Not everything about growing up in Minnesota was pleasant, though. Fae remembers that growing up as a biracial woman with a white mom who took care of her meant that she was usually left to navigate the complexities of her race on her own. For example, Fae points out that she had to learn how to do her own hair, since her mother didn’t necessarily know how. She learned how to maneuver the halls of her school, usually filled with white classmates, as the kid who looked different.
“I want to say I was an outcast, but I don't wanna emphasize that too much, because I was always OK with being an outcast,” she says, hesitantly. “There's a lot of things that I'm starting to realize about my past that I'm trying to articulate better, because it is a very important thing to be biracial and to have a platform to talk about that.”

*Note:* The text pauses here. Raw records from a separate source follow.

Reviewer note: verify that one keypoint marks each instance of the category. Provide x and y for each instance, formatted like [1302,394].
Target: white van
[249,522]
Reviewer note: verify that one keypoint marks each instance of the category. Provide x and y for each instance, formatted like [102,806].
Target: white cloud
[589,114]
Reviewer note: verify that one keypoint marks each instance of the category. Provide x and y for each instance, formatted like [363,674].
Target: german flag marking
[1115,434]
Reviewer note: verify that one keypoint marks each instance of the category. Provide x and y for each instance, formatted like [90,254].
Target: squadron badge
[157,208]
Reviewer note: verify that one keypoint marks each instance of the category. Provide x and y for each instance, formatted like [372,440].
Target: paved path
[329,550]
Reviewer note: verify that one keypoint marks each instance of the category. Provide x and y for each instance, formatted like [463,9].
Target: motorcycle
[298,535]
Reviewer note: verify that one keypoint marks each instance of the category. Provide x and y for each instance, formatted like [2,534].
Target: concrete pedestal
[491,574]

But growing up queer, according to Fae, was never an issue. “I knew I wasn't straight since daycare, dead-ass,” she says. She also never had an official “coming out,” save for a nonchalant conversation when she was a pre-teen with her mother where she told her that she liked girls. “She said, ‘OK, good for you. Tight.’”
Thanks to her experiences growing up, Fae chooses not to slap a label on herself (she identifies as “queer” thanks to its ambiguity). The singer says that because she was constantly viewed as “other,” she now chooses not to search for boxes to put herself in. “Growing up queer, of color and biracial, in Minnesota or anywhere, is not something that you can so easily categorize or place. It's something I'm still figuring out how to articulate,” she says. “If you were to ask me that question when I'm 25, you might get a completely evolved answer, and I'm okay with that.”
So when the time came for Fae to release her song “Her,” an affirming love song about falling in love with a woman for the first time, she wasn’t nervous. Fae had confidence in herself, and she knew that regardless of their sexuality, her audience would be able to connect with the song’s message. “Anyone can relate to living your truth,” she says. “A lot of people find a lot of comfort in relating, and I think that helps people grow. So why not share that authenticity? It's more fun living life that way.”
Honesty is what Fae says keeps her feet on the ground. Whether it’s in the recording booth or just on a walk around town, Fae lives in the present moment, not the past or future. On this May day, the present idea on her mind is her upcoming mixtape NO GMO, a continuation of the work she put into Free Form that’s due out this summer. This time, though, Fae approached her new project with a more clear-cut idea of the music she wanted to make -- songs you can dance to.